HG: We’ve raised $38 million so far, we raised our Series B round last March, and I think we’ll be profitable by Q3 or Q4 of next year. We are a very lean team and we have developed an SaaS model whereby the your marginal cost of adding new customers is minimal. So so we think more in terms of how do we first acquire and prove value to, let’s say, 200 partners, and then we’ll think about going out and raising a Series C after that, probably by the end of next year.

AFN: What is next for the platform?

HG: In addition to food and ag companies, we’re also talking to governments focused on food and water security, and broader supply chain players in transportation, for example.

So we’re looking at things like what is the probability of Mississippi River being lower than normal? Should firms book carriages before [shipping] prices goes up? What is the hurricane risk at the ports at which food companies are importing or exporting crops so they can optimize their logistics?

And the last part is looking at what’s happening in end markets for our clients’ goods. Just as the supply of barley is linked to weather, demand for beer is also linked to weather. So how do these companies think about inventory and sales planning?

From a business standpoint, we started in the US, then moved to Europe, Japan, Australia and India. However, most of the companies we work with have global supply chains and sourcing regions, so they might be sourcing from Africa and South America, and our model can work at any location. The challenge is that in some regions, there’s not much data available.

So we have two product lines, one looks at what we are expecting in terms of yield and quality for crops and regions where we have enough historical data available, either publicly or through our partners.

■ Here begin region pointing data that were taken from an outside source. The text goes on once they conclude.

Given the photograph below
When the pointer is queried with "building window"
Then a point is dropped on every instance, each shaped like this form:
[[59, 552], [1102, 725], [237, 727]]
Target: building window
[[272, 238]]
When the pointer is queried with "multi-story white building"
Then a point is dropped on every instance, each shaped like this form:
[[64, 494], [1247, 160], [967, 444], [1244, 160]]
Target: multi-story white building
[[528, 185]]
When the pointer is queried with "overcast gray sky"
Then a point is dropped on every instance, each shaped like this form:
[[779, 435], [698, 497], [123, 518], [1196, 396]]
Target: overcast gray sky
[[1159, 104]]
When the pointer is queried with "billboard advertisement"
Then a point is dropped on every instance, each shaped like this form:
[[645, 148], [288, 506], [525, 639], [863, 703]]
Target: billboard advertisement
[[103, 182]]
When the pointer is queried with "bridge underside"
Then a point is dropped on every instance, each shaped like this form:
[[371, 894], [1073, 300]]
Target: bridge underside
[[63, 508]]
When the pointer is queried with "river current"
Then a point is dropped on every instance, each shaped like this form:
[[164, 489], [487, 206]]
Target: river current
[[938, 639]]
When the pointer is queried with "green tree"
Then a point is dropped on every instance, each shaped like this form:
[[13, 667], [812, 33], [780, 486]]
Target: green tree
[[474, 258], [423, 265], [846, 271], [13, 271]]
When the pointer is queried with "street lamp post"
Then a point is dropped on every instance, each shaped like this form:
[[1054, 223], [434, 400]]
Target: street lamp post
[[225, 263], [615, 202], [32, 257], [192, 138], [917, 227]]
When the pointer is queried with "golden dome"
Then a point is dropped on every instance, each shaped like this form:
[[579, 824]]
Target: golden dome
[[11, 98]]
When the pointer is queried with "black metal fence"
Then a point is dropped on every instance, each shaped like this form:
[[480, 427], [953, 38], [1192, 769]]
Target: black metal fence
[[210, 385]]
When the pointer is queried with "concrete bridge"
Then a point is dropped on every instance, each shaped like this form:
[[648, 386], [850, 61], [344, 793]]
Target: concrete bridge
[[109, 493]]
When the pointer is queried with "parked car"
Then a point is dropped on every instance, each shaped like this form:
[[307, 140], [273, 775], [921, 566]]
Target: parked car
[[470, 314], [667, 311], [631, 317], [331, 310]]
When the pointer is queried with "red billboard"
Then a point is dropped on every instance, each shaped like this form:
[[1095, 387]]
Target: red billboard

But then we have a second product called risk outlook, which looks at indices tailored to specific crops that our partners can use in decision making. So as an example, we just launched a risk outlook model on coffee and cocoa. Because of the limited data set, the yield models on cocoa don’t work well so we came up with risk indicators such as heat risk during pollination or drought during harvesting and then we validate them by looking at how markets have reacted in the past.